これらの女性パワーがスターバックスを筆頭とするシアトル系のセルフサービスのコーヒーショップを支えている事は間違いないでしょう。現在のコーヒーショップの客層を見てみますと昔は8対2程度の女性比率であったものがスターバックスでは女性比率50%を超え、60%、70%という店も見られます。
現在スターバックスは全世界37カ国で12,440店舗(2006年11月6日付IRレポートから)となっていますが、とあるコーヒーメーカーの方にお伺いした話ですと、すでに日本のコーヒー豆の購買量とスターバックス一社の購買量が同じ程度だそうで、質の良い豆を日本、ドイツ、スターバックで奪い合っているという話を伺いました。
さて、ここまではコーヒーにまつわる日本と世界の情勢です。
最初の戻りまして、新しいコーヒービジネスを考える場合、何を基準として考えるかと言いますと。
●コーヒービジネスは香りのビジネスである。
●文化創造のビジネスである。
●情報交換、交流などなど場を提供するビジネスである。
●女性を取り込むビジネスである。
の四つの基準を考えて見るのが良いようです。
「香り」、「文化」、「場」、「女性」がキーワードです。多くのレストランと同じく女性がキーワードとなっています。このことからコーヒーショップが、あらゆるレストランと競合関係にある事が解ります。女性をどう取り込むか、ここが肝心です。
そのキーワードが「香り」ではないでしょうか。
昔、かなり昔になりますが、私がアルバイトをさせていただいたコーヒーショップのオーナーに教わったのは「喫茶店はコーヒーの香りをだせ」でした。当時。一部の店でサイフォンを使う以外ほとんどの店ではネルドリップです。また普通の喫茶店では一度に20杯分或いは50杯分ほどコーヒーをたてていました。それを一杯づつ小さな鍋で温めてサービスするわけです。

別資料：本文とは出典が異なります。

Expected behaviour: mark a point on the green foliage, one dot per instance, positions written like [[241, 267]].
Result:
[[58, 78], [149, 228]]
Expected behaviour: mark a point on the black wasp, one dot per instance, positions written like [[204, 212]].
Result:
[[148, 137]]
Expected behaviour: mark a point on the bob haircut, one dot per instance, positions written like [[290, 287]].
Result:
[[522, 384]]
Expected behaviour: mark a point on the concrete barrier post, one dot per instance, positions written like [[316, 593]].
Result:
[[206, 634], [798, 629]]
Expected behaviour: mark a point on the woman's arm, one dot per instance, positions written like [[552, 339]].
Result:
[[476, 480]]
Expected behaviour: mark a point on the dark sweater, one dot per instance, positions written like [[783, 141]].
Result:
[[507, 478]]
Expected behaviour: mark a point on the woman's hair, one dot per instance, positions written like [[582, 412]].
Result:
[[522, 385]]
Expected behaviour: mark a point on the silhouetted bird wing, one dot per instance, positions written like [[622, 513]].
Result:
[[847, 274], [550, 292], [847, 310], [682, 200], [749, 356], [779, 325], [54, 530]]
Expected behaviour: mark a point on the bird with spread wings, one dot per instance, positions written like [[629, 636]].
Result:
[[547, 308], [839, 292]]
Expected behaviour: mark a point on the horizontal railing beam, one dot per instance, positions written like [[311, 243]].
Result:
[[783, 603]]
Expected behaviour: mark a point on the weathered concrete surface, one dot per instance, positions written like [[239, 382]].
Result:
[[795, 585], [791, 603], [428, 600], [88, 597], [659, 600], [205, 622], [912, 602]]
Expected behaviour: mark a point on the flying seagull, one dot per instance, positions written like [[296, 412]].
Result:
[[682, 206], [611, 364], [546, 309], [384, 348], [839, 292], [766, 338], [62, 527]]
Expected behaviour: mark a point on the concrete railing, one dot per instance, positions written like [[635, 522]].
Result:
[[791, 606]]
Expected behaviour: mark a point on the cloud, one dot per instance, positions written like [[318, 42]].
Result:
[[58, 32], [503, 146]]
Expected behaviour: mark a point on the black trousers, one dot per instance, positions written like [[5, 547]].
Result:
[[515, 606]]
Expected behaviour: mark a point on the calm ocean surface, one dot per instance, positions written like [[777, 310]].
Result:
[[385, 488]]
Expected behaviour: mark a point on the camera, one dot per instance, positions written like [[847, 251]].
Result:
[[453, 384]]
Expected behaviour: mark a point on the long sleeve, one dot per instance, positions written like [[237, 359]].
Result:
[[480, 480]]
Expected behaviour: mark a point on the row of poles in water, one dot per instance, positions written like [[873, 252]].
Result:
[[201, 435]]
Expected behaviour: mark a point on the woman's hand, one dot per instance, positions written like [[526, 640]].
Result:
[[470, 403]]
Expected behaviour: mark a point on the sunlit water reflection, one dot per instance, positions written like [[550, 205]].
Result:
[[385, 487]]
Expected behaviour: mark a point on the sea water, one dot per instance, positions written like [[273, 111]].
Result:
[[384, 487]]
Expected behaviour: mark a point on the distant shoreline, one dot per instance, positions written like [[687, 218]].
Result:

当然、店舗終了時にコーヒーがまったく無くなると言うことはありません、どうして少し残ります。本来ならそれは捨ててしまいます。しかしその店は残します。もちろん翌朝そのコーヒーを売る事はありません。朝一番にガスコンロに鍋を置きそのコーヒーを沸かし香りを店内に充満させます。ドアの隙間から香りが店の外へと広がります。その間に朝一番のコーヒーを立てるのですが、古いコーヒーであっても香りに引かれて顧客が店へ吸い込まれるというわけです。
ところで現在成人の喫煙率は29%程度だそうです。
少し前まで、とあるチェーンのコーヒーショップの扉をくぐるとコーヒーの香りではなく煙草の匂いしかしなかったのですが、喫煙率の減少――特に20代で減少していることと、50代では健康の為の禁煙でしょうか喫煙率が特に減少しています。――で扉を開けていきなり煙草の香りと言うことはないようです。それでもコーヒーの高い香りは望めません。もちろん。扉から表まで漂う事は考えられません。
香りがキーワードである事は承知している筈ですが。